DebugHarness: Emulating Human Dynamic Debugging for Autonomous Program Repair
Pith reviewed 2026-05-13 17:37 UTC · model grok-4.3
The pith
DebugHarness patches approximately 90% of real-world C/C++ security bugs on SEC-bench by emulating interactive human debugging, outperforming baselines by over 30%.
A machine-rendered reading of the paper's core claim, the machinery that carries it, and where it could break.
Core claim
DebugHarness successfully patches approximately 90% of the evaluated bugs. This yields a relative improvement of over 30% compared to state-of-the-art baselines, demonstrating that dynamic debugging significantly enhances LLM diagnostic capabilities.
Load-bearing premise
That the pattern-guided investigation strategy and closed-loop validation cycle can reliably diagnose and fix intricate memory safety violations using only LLM-driven interactive runtime probes without human intervention.
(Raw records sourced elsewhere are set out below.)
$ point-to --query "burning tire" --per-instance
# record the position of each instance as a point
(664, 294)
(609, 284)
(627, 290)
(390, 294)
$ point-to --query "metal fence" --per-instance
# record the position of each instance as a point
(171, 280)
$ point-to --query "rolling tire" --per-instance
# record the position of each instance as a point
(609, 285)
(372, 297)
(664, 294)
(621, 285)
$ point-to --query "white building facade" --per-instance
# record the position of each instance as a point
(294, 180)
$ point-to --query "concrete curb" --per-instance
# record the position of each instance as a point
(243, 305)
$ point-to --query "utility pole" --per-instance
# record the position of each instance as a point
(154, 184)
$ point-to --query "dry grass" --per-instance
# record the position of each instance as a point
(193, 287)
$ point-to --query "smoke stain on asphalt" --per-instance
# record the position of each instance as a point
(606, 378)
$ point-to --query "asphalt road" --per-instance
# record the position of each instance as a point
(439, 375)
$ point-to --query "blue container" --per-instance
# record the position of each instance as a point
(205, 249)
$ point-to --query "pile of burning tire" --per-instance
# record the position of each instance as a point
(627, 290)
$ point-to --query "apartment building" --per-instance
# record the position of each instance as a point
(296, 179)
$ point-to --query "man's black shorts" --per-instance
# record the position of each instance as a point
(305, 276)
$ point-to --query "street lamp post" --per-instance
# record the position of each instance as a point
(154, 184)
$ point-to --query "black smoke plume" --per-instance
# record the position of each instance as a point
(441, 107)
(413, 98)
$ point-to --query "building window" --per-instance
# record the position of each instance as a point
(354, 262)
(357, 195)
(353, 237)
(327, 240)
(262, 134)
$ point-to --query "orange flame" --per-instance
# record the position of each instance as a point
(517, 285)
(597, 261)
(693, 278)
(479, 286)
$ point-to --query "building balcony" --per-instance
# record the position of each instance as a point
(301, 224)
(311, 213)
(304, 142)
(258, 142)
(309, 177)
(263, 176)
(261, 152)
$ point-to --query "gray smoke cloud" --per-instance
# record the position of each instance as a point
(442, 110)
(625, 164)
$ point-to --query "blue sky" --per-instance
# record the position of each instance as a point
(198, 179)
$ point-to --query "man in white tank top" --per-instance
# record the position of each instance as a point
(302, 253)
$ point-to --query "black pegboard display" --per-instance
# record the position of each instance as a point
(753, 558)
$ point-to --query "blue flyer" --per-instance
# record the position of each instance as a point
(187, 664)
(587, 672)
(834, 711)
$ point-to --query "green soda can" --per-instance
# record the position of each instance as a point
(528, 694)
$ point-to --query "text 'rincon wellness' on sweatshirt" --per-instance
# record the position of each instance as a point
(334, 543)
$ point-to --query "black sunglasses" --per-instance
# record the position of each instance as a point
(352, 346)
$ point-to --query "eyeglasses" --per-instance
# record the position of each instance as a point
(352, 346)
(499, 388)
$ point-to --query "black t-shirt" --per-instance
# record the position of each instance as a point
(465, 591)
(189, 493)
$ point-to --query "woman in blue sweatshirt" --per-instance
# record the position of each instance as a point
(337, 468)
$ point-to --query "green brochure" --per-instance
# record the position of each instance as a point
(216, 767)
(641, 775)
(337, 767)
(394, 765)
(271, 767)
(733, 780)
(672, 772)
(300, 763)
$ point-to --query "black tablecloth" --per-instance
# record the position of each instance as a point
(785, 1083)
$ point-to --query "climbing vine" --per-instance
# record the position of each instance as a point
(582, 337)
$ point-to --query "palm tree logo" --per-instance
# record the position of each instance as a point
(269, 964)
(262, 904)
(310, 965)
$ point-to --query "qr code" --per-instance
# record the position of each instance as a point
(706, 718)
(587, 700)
read the original abstract
Patching severe security flaws in complex software remains a major challenge. While automated tools like fuzzers efficiently discover bugs, fixing deep-rooted low-level faults (e.g., use-after-free and memory corruption) still requires labor-intensive manual analysis by experts. Emerging Large Language Model (LLM) agents attempt to automate this pipeline, but they typically treat bug fixing as a purely static code-generation task. Relying solely on static artifacts, these methods miss the dynamic execution context strictly necessary for diagnosing intricate memory safety violations. To overcome these limitations, we introduce DebugHarness, an autonomous LLM-powered debugging agent harness that resolves complex vulnerabilities by emulating the interactive debugging practices of human systems engineers. Instead of merely examining static code, DebugHarness actively queries the live runtime environment. Driven by a reproducible crash, it utilizes a pattern-guided investigation strategy to formulate hypotheses, interactively probes program memory states and execution paths, and synthesizes patches via a closed-loop validation cycle. We evaluate DebugHarness on SEC-bench, a rigorous dataset of real-world C/C++ security vulnerabilities. DebugHarness successfully patches approximately 90% of the evaluated bugs. This yields a relative improvement of over 30% compared to state-of-the-art baselines, demonstrating that dynamic debugging significantly enhances LLM diagnostic capabilities. Overall, DebugHarness establishes a novel paradigm for automated program repair, bridging the gap between static LLM reasoning and the dynamic intricacies of low-level systems programming.